Goldman Sachs commenced coverage of Twilio with a Buy rating and described the communications infrastructure provider as particularly well-suited to the agentic AI era. The bank pointed to AI-driven shifts in customer service environments as creating a meaningful and durable tailwind for Twilio's voice business. While Goldman acknowledged that Twilio has experienced gross margin pressure stemming from messaging carrier fees, the analysts expressed confidence that margins will stabilize as higher-margin voice offerings and software add-ons gain traction. The bank also highlighted Twilio's deep communications infrastructure moat, saying it remains difficult for competitors to replicate.

Goldman further noted Twilio's own reporting of its first-quarter 2026 results, which the company said featured record growth and margin expansion, and underscored Twilio's positioning as a customer engagement platform designed for AI-native conversations.

Braze

Goldman Sachs also initiated coverage of Braze with a Buy rating. The bank described Braze as well-placed to capture market share from legacy marketing clouds amid a broader enterprise move toward modern, more flexible technology stacks as AI becomes more widely integrated. Goldman cited recent improvements in Braze's business model - including more flexible pricing and broader product capabilities - as creating a clear pathway to substantial operating margin expansion.

Analysts at Goldman viewed Braze's real-time, stream-processing infrastructure as a meaningful differentiator, enabling sophisticated cross-channel marketing automation that the bank said can exceed client expectations. The firm noted Braze's most recent quarterly results beat revenue expectations and that Braze subsequently raised full-year top-line guidance following its fourth consecutive quarter of organic acceleration.

Klaviyo

Goldman Sachs began coverage of Klaviyo with a Buy rating as well, and framed Klaviyo's close integration with Shopify as a strategic distribution advantage rather than merely a concentration risk. The bank pointed to Klaviyo's expanding roadmap - including product development in customer service and marketing analytics - as critical to growing customer wallet share and expanding the platform's use cases.

Despite noting recent market pressure on Klaviyo, Goldman maintained confidence in the company's fundamental health. The analysts said Klaviyo's ability to move upmarket and to expand into new verticals underpins prospects for sustained revenue growth and retention. Klaviyo reported first-quarter 2026 financial results that surpassed analyst forecasts for both revenue and earnings, prompting the company to raise guidance for the upcoming period.

Implications for markets and enterprise technology

Goldman's coverage signals the bank's view that certain software companies providing core infrastructure for customer engagement and marketing automation stand to benefit as enterprises incorporate AI. The analyst emphasis on margin expansion and differentiated infrastructure suggests a focus on unit economics, pricing flexibility and the ability to extend product suites - areas that will matter for investors evaluating software names in the AI transition.
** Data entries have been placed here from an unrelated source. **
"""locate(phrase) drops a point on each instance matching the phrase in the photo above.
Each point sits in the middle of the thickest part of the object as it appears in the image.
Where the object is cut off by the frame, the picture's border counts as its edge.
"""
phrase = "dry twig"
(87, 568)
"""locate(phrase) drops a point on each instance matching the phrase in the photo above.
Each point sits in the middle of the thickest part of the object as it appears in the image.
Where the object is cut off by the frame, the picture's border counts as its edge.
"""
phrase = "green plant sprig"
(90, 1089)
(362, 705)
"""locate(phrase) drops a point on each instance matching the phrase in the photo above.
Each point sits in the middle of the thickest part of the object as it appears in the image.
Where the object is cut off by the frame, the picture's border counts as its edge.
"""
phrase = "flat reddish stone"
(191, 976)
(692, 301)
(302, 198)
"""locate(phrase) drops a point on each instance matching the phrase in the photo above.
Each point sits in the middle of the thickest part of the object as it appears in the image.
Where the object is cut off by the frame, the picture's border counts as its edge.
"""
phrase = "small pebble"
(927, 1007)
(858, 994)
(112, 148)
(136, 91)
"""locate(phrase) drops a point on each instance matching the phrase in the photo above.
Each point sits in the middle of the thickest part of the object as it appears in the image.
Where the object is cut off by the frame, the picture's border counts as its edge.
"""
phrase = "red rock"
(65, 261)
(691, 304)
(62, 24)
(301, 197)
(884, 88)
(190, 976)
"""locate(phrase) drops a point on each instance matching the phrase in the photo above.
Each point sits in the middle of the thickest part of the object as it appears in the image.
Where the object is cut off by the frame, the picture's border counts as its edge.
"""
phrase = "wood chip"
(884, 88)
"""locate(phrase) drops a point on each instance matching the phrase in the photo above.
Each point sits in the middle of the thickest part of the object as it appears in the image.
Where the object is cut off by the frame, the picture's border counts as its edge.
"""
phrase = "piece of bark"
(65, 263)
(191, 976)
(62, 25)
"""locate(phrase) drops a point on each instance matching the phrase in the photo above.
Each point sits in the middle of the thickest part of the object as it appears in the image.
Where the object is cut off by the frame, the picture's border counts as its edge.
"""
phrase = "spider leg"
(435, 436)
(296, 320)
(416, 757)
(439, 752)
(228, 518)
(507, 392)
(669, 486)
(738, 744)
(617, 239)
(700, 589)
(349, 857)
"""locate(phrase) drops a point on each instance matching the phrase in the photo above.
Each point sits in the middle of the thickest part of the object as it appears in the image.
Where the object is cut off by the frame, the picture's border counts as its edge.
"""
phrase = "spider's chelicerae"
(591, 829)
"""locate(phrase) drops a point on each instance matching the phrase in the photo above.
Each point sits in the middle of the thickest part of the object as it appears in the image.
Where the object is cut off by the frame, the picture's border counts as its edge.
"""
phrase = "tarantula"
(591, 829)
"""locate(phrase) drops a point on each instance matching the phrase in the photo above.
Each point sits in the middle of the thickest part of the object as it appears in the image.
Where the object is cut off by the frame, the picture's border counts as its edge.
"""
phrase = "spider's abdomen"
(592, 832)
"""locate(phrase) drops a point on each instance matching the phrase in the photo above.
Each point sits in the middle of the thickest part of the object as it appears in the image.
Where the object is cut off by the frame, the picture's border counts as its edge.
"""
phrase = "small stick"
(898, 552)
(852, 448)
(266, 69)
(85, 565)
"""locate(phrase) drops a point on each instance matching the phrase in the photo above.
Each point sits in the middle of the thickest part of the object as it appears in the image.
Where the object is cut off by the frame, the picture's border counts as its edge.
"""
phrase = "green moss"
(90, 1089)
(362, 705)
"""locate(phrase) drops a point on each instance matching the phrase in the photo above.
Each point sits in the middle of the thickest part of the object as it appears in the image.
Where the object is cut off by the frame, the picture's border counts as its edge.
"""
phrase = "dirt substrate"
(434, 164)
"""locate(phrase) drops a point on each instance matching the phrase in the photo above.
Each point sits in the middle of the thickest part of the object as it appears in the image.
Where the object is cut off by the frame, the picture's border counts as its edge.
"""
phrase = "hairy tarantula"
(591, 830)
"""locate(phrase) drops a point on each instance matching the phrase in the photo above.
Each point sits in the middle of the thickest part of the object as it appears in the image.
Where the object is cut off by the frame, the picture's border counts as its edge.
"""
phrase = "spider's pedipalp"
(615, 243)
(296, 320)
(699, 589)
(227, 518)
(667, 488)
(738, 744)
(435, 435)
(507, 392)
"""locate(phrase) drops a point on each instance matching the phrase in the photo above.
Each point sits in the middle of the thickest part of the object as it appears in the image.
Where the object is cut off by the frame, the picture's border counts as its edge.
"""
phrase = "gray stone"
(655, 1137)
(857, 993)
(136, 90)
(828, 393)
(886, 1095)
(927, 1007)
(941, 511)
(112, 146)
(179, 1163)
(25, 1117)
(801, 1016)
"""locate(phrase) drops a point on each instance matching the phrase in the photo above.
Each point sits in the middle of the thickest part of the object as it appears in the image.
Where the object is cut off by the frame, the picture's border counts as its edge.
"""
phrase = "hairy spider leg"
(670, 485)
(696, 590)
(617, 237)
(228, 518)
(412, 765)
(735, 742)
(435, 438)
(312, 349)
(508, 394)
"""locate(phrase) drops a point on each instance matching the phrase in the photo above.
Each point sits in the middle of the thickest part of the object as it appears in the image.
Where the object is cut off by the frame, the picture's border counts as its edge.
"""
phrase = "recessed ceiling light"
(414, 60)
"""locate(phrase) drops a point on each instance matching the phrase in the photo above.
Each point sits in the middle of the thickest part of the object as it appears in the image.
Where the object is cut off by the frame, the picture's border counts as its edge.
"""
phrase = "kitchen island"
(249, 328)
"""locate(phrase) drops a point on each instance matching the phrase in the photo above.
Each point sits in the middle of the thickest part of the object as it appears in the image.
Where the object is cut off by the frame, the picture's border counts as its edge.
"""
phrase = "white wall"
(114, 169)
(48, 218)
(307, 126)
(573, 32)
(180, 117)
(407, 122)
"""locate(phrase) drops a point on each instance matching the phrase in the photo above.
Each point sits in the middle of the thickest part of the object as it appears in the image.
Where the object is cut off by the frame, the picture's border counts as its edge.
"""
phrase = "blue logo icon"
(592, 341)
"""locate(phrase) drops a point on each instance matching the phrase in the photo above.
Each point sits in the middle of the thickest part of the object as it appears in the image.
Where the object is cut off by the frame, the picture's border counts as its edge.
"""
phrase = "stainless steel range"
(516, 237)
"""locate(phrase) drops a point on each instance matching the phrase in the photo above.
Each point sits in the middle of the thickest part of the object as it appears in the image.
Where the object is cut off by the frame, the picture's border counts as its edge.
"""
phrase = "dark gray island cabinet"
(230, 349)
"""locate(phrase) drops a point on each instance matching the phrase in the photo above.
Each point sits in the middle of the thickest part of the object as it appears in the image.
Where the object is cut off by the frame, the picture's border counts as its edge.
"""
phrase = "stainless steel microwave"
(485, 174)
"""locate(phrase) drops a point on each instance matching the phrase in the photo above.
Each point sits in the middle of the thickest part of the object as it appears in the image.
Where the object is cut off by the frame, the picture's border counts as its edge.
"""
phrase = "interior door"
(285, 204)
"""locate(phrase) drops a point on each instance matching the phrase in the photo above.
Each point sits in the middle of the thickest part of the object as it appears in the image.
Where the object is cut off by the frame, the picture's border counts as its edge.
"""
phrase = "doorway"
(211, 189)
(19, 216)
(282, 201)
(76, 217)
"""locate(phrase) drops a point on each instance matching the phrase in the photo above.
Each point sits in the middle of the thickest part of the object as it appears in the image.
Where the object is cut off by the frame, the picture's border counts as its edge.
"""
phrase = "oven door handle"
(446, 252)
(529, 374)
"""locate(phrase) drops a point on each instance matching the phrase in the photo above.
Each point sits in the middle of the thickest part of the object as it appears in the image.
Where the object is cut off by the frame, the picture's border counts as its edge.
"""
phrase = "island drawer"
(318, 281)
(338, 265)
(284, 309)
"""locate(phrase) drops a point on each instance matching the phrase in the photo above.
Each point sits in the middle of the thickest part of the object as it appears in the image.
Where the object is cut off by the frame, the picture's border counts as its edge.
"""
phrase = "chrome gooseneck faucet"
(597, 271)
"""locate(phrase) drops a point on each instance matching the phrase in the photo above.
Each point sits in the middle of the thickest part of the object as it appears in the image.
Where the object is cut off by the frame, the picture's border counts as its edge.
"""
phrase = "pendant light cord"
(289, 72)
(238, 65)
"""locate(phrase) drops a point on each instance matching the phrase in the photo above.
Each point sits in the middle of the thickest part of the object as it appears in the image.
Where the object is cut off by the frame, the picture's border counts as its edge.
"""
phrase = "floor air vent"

Each company cited by Goldman reported near-term results or operational milestones that the bank referenced as evidence supporting its thesis: Twilio's record growth and margin expansion in Q1 2026; Braze's revenue beat and raised guidance following consecutive quarters of organic acceleration; and Klaviyo's Q1 2026 results that exceeded revenue and earnings expectations and a subsequent guidance raise.

Goldman Sachs' initiation of coverage with Buy ratings highlights an investor view that these three providers possess both market positioning and financial levers to benefit from the ongoing enterprise shift toward AI-enabled technology stacks.

Risks

  • Twilio faces gross margin pressure from messaging carrier fees, which Goldman Sachs explicitly noted as a headwind.
  • Braze operates in a market with legacy marketing clouds as competitors; capturing market share from incumbents is part of Goldman's case but also underscores competitive uncertainty.
  • Klaviyo has experienced recent market pressure and maintains close integration with Shopify, which Goldman framed as a distribution advantage but which could be viewed as a concentration risk.